Step 2- Add the remaining warm water, honey, oil, egg, milk, potato flakes, whole wheat flour into the mixing bowl. Mix at low speed until smooth. Add the bread flour 1 cup at a time until a soft shaggy dough that just clears the sides of the bowl is formed. (You may need to use more or less flour) On medium speed, knead dough for about 4 minutes. The dough will be a soft, slightly sticky ball that slaps the sides of the bowl clean.
Step 3- Turn the dough out on a lightly floured surface. Knead the dough until it is firm and springy (less than a minute for machine mixed dough). Use just enough flour to keep from sticking or the dough will be too dry.
Step 4- Place the dough ball into a large greased deep bowl, turn to grease all sides of dough ball. Cover loosely with plastic wrap. Let rise in an oven on proof setting (90- 00º) until it has doubled in bulk, about 2 hours. Add a loaf pan filled with boiling water to the oven while dough is proofing to provide moisture.
Step 5- Spray two 8.5 x 4.5-inch loaf pans lightly with spray oil. Remove the dough from the bowl and divide into 2 equal portions. Shape dough into loaves and place in pans. Cover with plastic wrap and let rise again until they have doubled in size and are 1-inch over the rim of the pan. About 45 minutes to an hour in the oven on proof setting, or overnight in the refrigerator.

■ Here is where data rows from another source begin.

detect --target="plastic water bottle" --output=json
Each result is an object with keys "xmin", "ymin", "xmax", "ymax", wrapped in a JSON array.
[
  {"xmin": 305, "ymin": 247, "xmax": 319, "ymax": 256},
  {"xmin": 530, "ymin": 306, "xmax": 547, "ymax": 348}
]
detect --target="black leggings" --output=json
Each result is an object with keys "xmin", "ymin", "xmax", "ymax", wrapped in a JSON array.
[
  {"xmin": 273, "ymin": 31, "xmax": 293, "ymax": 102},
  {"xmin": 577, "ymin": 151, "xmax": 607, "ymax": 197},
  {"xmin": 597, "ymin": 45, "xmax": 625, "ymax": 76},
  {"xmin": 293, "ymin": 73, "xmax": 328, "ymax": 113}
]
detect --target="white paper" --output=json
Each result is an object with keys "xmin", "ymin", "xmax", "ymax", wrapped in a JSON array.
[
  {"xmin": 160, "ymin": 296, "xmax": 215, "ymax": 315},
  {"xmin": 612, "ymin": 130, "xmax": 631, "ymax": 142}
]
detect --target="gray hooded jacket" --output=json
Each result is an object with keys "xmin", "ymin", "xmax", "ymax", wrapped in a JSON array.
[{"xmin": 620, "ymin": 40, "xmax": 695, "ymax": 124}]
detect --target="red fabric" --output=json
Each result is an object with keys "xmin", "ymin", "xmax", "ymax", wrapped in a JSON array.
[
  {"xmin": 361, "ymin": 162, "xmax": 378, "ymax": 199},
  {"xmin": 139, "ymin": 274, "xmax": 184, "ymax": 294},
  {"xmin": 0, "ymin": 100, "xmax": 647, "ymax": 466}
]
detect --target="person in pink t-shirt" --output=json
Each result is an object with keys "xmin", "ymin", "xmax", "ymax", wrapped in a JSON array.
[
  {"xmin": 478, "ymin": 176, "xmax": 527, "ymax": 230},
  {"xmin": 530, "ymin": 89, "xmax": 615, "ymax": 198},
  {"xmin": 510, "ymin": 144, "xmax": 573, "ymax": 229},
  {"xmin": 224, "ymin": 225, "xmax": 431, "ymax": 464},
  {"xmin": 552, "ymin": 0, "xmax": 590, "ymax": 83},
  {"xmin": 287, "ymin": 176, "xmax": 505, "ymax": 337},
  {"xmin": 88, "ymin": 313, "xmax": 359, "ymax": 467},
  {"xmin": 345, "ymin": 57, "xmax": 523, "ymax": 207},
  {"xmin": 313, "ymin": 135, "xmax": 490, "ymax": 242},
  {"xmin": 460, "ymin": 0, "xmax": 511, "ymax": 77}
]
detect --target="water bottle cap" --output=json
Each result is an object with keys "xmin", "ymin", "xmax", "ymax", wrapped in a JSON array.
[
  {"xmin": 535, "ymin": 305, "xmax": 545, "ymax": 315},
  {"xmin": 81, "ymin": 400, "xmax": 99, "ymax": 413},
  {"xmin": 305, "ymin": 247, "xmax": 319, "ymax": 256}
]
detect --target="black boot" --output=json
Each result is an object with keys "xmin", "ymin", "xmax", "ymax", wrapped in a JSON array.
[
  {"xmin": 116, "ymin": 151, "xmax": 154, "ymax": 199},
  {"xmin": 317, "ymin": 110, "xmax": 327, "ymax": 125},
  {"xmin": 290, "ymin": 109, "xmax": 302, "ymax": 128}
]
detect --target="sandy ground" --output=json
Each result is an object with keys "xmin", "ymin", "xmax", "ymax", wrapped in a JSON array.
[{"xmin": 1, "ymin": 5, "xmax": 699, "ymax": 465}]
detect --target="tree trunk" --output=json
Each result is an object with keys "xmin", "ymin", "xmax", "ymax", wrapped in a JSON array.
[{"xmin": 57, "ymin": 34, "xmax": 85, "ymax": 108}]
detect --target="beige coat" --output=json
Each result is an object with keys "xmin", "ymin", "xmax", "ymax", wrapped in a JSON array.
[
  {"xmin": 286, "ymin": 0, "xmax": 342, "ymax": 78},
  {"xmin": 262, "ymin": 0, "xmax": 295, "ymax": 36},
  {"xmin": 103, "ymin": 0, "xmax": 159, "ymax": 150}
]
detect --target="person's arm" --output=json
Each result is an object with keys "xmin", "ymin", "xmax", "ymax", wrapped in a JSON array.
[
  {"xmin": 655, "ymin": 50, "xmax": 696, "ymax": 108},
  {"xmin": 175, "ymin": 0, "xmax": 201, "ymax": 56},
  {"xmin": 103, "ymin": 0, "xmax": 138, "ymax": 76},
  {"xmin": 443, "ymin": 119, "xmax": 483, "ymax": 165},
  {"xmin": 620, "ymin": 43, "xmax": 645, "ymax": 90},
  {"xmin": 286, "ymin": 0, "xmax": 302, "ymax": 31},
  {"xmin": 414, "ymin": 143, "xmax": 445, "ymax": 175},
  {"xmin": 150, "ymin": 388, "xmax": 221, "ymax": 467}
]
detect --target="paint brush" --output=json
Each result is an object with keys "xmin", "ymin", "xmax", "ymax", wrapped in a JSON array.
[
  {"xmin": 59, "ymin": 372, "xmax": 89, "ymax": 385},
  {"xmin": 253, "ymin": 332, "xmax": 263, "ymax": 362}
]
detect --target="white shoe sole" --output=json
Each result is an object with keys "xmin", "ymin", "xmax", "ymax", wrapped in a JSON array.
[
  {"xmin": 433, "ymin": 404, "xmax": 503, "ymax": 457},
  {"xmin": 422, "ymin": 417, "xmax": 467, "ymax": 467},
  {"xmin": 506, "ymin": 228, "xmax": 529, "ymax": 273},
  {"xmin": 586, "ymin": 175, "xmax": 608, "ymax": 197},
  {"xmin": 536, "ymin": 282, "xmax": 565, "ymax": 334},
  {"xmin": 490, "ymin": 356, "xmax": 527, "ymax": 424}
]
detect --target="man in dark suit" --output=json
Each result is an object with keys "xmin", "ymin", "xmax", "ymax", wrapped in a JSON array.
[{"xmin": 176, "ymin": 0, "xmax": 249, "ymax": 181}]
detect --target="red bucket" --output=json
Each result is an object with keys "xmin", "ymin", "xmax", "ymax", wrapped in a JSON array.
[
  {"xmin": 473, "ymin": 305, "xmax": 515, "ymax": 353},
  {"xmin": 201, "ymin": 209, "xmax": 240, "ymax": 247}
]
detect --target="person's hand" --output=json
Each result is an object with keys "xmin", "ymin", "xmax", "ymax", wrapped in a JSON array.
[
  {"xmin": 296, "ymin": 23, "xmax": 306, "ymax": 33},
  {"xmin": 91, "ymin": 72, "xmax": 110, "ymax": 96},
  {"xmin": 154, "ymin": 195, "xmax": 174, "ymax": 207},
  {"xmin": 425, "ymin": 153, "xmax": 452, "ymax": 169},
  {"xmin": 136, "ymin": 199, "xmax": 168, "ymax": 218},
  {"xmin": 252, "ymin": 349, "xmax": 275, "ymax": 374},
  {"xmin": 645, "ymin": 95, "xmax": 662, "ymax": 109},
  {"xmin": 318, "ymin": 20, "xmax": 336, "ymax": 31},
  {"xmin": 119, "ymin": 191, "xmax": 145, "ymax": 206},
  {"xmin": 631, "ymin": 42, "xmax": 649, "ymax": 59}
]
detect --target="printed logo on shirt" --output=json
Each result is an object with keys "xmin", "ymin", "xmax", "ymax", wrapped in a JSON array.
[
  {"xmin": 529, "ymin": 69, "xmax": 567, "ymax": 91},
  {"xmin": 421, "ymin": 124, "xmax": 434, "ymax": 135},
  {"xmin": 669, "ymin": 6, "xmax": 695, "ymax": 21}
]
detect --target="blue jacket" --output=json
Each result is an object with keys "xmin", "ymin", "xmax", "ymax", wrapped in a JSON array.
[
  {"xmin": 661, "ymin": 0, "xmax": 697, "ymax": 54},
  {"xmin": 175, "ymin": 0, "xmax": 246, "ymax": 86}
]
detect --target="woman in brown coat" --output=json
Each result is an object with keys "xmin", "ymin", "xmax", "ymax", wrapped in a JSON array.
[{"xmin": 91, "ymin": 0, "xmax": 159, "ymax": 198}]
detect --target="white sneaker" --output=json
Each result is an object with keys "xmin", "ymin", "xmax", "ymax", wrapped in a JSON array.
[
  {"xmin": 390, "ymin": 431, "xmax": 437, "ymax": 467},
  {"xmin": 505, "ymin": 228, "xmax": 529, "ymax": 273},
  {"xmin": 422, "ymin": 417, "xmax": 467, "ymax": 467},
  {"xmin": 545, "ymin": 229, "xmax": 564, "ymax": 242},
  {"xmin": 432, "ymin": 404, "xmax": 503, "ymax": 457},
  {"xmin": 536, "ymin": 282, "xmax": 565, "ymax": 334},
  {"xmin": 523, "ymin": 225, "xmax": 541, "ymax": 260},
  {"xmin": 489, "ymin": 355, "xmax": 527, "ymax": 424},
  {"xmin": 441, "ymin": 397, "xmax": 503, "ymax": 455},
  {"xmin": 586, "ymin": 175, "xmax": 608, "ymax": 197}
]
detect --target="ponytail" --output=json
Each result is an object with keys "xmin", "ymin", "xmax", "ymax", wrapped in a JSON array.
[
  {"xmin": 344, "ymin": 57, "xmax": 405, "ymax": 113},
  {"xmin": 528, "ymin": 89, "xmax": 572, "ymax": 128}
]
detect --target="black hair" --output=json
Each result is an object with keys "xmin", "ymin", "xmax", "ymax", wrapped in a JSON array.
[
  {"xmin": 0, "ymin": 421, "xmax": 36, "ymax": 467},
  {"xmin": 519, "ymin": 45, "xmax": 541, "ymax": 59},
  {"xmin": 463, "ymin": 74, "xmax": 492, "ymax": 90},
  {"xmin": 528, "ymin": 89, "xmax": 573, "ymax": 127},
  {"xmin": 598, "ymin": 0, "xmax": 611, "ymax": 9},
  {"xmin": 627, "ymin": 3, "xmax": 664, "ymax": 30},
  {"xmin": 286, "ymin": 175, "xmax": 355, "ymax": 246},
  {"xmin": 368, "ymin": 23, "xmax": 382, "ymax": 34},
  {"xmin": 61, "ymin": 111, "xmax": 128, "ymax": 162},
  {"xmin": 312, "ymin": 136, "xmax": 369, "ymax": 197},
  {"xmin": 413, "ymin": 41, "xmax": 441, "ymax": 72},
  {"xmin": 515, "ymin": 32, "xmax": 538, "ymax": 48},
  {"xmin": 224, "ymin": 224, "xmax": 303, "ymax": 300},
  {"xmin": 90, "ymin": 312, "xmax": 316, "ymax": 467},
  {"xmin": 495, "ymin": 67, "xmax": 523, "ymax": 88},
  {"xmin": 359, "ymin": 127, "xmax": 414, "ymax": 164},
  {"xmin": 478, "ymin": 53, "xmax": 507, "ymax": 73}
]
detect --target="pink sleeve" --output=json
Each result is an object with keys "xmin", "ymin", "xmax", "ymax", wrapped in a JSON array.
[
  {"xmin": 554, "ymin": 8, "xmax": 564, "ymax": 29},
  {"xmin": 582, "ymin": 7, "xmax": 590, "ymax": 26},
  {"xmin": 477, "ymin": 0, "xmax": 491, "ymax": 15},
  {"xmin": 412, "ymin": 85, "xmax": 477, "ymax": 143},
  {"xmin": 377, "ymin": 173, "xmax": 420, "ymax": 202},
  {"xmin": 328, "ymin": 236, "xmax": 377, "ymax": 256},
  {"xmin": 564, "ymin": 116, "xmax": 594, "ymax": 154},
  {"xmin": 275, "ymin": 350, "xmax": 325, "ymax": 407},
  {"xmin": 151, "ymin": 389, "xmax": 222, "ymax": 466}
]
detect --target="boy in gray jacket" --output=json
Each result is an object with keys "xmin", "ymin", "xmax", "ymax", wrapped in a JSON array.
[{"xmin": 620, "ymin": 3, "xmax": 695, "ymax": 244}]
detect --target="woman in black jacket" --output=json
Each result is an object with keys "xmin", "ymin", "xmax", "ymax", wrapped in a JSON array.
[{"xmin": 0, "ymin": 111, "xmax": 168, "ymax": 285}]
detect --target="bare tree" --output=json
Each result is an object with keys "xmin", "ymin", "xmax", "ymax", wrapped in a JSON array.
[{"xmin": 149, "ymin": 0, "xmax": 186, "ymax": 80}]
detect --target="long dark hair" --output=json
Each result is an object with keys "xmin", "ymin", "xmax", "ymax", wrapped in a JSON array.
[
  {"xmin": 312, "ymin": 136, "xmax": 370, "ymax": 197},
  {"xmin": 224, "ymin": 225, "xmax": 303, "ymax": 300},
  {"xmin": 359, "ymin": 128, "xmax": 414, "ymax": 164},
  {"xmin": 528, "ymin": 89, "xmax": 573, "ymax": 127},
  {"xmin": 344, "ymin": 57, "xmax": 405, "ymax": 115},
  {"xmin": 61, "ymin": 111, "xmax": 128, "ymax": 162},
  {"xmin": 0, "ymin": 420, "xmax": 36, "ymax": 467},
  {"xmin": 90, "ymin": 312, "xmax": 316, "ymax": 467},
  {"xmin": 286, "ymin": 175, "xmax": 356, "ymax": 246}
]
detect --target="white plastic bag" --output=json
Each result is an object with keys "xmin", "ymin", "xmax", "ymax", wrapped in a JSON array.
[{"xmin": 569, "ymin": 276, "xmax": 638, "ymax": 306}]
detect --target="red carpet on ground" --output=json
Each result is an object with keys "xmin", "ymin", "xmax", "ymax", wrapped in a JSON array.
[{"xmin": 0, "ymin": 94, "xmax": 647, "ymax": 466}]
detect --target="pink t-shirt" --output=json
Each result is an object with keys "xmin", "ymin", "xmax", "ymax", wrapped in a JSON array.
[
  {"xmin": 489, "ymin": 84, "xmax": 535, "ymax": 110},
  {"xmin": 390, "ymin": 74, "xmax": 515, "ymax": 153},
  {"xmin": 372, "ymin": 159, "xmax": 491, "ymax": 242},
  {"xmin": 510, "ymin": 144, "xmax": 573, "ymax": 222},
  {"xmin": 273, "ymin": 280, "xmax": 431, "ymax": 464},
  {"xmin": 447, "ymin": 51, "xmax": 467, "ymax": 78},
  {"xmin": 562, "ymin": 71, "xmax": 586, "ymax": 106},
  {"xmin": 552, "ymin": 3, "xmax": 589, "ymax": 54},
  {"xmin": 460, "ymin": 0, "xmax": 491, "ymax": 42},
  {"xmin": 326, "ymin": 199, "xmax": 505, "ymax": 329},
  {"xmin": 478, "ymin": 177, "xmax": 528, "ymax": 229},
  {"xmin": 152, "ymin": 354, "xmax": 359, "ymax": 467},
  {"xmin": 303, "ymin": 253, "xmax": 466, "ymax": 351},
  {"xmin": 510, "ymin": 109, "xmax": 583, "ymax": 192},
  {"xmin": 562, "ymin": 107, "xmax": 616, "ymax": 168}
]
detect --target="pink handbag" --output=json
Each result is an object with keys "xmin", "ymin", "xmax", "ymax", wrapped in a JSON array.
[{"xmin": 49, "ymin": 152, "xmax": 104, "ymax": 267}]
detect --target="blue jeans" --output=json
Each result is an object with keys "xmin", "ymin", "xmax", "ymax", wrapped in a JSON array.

Step 6 Preheat oven to 350º. Score the tops of the loaves and brush tops with an egg wash. Bake for 20 minutes then rotate pans, continue to bake until the loaves are done. About 10- 15 minutes more. Loaves are done when tops are a deep golden brown and the internal temperature is at least 185º. The sides and bottom should be light golden brown. Cool at least an hour before slicing.